Os líderes do vilarejo localizaram um possível ponto de relocação 18 quilômetros a sudeste, perto dos contrafortes das montanhas. Mas alguns moradores dizem temer que sua cultura, dependente da caça e da pesca, sofra com a mudança. E Edgar Jackson, ex-prefeito, conta que o governo recusou pedidos de verbas para construir uma estrada que serviria para levar material de construção para a casa nova e como rota de fuga. Atualmente, os moradores não contam com um caminho confiável para fugir rapidamente em caso de emergência.
“Nós chamamos de estrada de ‘evacuação’ e relocação’. Os governos estadual e federal não gostaram dessas duas palavras”, conta Jackson. Há 50 anos, quando a praia ficava a meio quilômetro de distância, a violência crescente do mar podia não incomodar os moradores de Shaktoolik. Agora, porém, o mar está quase em suas portas.
Barricada tenta proteger Shaktoolik
Certa feita, Matilda Hardy, a presidente da Câmara, podia ver o mar pela janela. Agora ela enxerga um bloqueio de dois metros de altura, com extensão de um quilômetro e meio, feito com madeira e cascalho pelos moradores para se proteger do oceano. Dois engenheiros do estado tiveram a ideia, mas ficaram sem dinheiro antes que o projeto fosse feito.
O prefeito, Asicksik, decidiu continuar mesmo assim. Moradores transportaram o cascalho da boca do rio em velhos caminhões militares, comprados por US$ 9 mil cada, e finalizaram o projeto em menos de quatro meses. Os residentes se orgulham da proteção. É um símbolo de sua determinação em resolver os próprios problemas sem a ajuda do governo.
Só que todos sabem que a barricada improvisada não passa de um tapa-buraco; alguns questionam se conseguirá segurar pelo menos uma grande tempestade. “Ela ainda não foi testada”, conta Matilda.
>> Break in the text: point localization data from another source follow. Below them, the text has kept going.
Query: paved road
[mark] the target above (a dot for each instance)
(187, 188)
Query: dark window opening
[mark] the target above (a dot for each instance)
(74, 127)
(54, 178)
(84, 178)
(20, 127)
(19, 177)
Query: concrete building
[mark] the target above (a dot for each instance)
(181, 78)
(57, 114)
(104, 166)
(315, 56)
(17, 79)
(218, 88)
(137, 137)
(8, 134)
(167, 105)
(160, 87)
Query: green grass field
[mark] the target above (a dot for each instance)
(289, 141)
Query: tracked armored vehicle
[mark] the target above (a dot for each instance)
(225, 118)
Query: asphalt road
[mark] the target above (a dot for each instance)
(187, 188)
Em Kivalina e Shishmaref, o Corpo de Engenheiros conseguiu construir muros de pedras reforçados para proteger as vilas, autorizados pelo Congresso, em 2005, como gasto federal. Mas a autorização foi cancelada quatro anos depois, e o Corpo não pode fazer mais nada se os moradores não levantarem o dinheiro por conta própria.
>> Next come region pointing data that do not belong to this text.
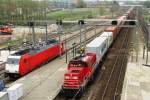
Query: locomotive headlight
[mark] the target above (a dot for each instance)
(67, 77)
(74, 77)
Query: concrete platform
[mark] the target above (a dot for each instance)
(137, 78)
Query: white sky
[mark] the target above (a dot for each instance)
(117, 0)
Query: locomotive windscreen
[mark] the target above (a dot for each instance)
(77, 63)
(14, 61)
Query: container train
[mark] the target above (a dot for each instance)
(81, 69)
(24, 61)
(5, 30)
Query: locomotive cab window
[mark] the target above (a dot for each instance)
(77, 64)
(12, 61)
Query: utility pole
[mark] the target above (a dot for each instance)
(31, 25)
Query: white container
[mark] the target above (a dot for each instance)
(15, 92)
(100, 45)
(4, 96)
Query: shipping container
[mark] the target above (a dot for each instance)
(98, 46)
(4, 96)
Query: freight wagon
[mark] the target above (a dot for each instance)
(82, 68)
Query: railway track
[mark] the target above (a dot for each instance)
(108, 85)
(111, 76)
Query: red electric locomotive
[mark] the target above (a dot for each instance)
(24, 61)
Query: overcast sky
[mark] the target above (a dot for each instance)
(117, 0)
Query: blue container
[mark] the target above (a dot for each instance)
(2, 85)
O estado do Alasca – que no passado forneceu verbas para Newtok, permitindo que a comunidade y’upik começasse a atravessar o rio em busca de segurança – enfrenta uma crise fiscal, com a saúde econômica ligada à receita com petróleo. E um processo na justiça federal, movido por uma vila contra as empresas carboníferas e petrolíferas, buscando dinheiro para mudança como indenização pela poluição atmosférica, não deu em nada.
Shaktoolik deve receber US$ 1 milhão da Comissão Denali, agência federal independente criada em 1998 para ajudar a fornecer serviços a comunidades rurais do Alasca. Mas o dinheiro não resolverá tudo – algumas terão de pagar por um novo projeto de fortificação das defesas enquanto o resto é destinado a ajudar a proteger o tanque de armazenamento de combustível.
Talvez a maior contribuição potencial para salvar a vila das mudanças climáticas sejam os US$ 400 milhões destinados à transferência de vilarejos ameaçados, previstos na proposta de orçamento de 2017, pelo governo Obama. Só que com o novo governo, o destino da realocação é incerto, na melhor das hipóteses.
“Queria que eles viessem e passassem um dia em uma das nossas tempestades”, afirma Axel Jackson, membro da Câmara dos Vereadores, a respeito dos políticos na capital norte-americana. O governo federal gasta bilhões em guerras em outros países, afirma ele. “Mas ainda nos trata como se fôssemos um país do terceiro mundo.”